Sommeliers are specialists who use deep knowledge to suggest and pair wines with food. For the Washington Post Magazine, Jason Wilson shows the way experts have expanded that oenophile role to everything from chocolate to hot sauce to cheese, and he examines how specialists become experts, what expertise offers consumers, and how food education mingles with Capitalism. So do mustard and honey and hot sauce sommeliers help us experience culinary pleasures more fully, or make pleasure overly complicated?
As the class chuckles over that distinction, Frankenberg reminds us: “Remember, taste is always subjective. No matter if a professional tells you, ‘This tastes like wet slate from the Loire Valley.’ ” I’ve heard the same sentiment expressed by almost every taste expert I’ve visited. And yet, every one of these experts has a vested interest in taste being way more codified than subjective.

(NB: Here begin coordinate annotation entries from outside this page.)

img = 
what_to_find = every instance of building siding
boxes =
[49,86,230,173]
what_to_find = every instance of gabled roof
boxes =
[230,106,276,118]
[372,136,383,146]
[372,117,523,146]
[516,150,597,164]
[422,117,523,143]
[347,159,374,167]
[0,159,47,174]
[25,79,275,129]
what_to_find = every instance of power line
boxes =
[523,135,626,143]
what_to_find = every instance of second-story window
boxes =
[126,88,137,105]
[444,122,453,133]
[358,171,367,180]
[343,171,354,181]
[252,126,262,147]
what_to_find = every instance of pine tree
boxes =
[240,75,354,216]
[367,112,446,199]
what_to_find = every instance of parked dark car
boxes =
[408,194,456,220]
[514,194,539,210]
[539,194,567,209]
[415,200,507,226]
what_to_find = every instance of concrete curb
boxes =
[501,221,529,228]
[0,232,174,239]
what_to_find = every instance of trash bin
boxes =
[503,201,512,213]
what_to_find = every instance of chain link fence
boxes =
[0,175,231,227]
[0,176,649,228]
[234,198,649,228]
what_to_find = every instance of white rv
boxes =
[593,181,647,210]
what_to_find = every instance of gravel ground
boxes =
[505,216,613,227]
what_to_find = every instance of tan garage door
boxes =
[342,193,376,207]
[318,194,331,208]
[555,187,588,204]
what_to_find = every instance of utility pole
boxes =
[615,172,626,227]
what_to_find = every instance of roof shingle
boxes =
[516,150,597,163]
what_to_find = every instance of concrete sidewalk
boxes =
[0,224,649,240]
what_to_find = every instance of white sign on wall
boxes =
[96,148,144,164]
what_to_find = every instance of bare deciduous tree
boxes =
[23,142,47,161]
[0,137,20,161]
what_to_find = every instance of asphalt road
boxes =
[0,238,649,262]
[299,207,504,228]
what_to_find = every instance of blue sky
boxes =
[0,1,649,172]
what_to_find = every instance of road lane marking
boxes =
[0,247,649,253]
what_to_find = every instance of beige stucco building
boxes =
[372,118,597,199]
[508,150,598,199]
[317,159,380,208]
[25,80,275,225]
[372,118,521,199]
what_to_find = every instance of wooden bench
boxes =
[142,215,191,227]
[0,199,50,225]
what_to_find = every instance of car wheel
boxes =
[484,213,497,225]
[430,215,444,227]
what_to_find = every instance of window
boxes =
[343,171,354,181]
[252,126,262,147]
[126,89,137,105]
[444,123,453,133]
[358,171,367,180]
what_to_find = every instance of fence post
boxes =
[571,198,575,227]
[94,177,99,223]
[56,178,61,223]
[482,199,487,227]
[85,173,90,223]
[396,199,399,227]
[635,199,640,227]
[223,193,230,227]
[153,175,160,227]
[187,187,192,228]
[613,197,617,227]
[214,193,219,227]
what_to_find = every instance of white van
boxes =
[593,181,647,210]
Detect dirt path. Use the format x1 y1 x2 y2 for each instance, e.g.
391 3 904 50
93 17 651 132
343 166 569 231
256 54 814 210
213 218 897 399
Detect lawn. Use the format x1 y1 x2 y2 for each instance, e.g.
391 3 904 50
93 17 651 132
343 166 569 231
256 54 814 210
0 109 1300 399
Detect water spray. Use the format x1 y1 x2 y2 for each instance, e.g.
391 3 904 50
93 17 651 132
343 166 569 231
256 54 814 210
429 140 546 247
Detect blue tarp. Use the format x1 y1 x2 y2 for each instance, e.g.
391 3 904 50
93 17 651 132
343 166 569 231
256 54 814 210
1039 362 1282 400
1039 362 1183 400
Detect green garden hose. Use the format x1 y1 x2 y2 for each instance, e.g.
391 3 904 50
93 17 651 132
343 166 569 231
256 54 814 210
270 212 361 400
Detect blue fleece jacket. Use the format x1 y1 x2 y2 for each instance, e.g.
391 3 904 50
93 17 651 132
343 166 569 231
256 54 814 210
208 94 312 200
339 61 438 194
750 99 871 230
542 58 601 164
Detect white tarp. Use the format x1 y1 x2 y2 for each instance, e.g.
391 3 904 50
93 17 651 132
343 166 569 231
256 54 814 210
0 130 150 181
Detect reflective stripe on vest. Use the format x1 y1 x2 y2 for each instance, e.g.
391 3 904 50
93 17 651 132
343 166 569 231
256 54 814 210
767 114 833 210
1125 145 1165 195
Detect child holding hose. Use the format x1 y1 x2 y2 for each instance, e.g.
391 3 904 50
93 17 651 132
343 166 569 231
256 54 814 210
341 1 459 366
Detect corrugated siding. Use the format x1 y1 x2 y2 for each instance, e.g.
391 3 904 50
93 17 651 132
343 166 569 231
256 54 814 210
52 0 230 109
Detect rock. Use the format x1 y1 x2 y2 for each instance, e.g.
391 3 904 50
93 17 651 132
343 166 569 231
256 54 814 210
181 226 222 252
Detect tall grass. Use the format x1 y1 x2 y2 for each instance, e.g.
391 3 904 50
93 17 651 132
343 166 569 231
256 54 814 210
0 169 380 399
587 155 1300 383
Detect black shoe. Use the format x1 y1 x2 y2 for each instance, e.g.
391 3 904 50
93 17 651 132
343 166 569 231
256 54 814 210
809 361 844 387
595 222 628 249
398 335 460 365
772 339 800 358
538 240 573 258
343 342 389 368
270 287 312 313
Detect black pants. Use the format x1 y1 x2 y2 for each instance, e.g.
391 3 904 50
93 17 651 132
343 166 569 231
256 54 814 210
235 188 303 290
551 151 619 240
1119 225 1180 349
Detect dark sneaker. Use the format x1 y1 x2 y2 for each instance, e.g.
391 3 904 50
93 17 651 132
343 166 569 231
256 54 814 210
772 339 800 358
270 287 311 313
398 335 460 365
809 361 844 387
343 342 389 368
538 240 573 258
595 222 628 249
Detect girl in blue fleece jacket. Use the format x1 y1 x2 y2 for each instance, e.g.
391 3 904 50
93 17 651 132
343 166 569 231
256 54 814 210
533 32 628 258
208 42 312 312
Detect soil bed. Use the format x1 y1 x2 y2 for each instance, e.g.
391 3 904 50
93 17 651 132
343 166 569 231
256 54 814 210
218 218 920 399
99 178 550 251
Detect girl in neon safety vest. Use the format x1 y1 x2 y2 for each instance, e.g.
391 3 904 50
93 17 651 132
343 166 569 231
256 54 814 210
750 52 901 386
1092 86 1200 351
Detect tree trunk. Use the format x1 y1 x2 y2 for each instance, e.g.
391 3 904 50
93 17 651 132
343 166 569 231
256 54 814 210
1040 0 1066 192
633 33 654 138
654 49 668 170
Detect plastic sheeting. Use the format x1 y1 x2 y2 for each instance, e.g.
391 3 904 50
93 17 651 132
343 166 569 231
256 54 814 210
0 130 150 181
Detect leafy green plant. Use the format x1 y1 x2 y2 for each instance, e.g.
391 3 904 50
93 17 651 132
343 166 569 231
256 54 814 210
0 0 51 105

Indeed, what the rise of specialized taste education, the cult of sensory analysis, and the wine-ification of everything means is that taste is becoming more and more codified all the time. There are good tastes and bad tastes; not only that, there’s a growing caste of gatekeepers in every field who are keeping score on what tastes great, middling and flawed. Maybe this is what morality or philosophy looks like in an increasingly post-religious, post-intellectual, materialistic United States. We are a people in need of an authority, a higher voice, some guidance — even if it comes from behind the cheese counter. Maybe, for many affluent Americans, the sommeliers of everything represent something shaman-like. Listen to me. I am your one true sommelier.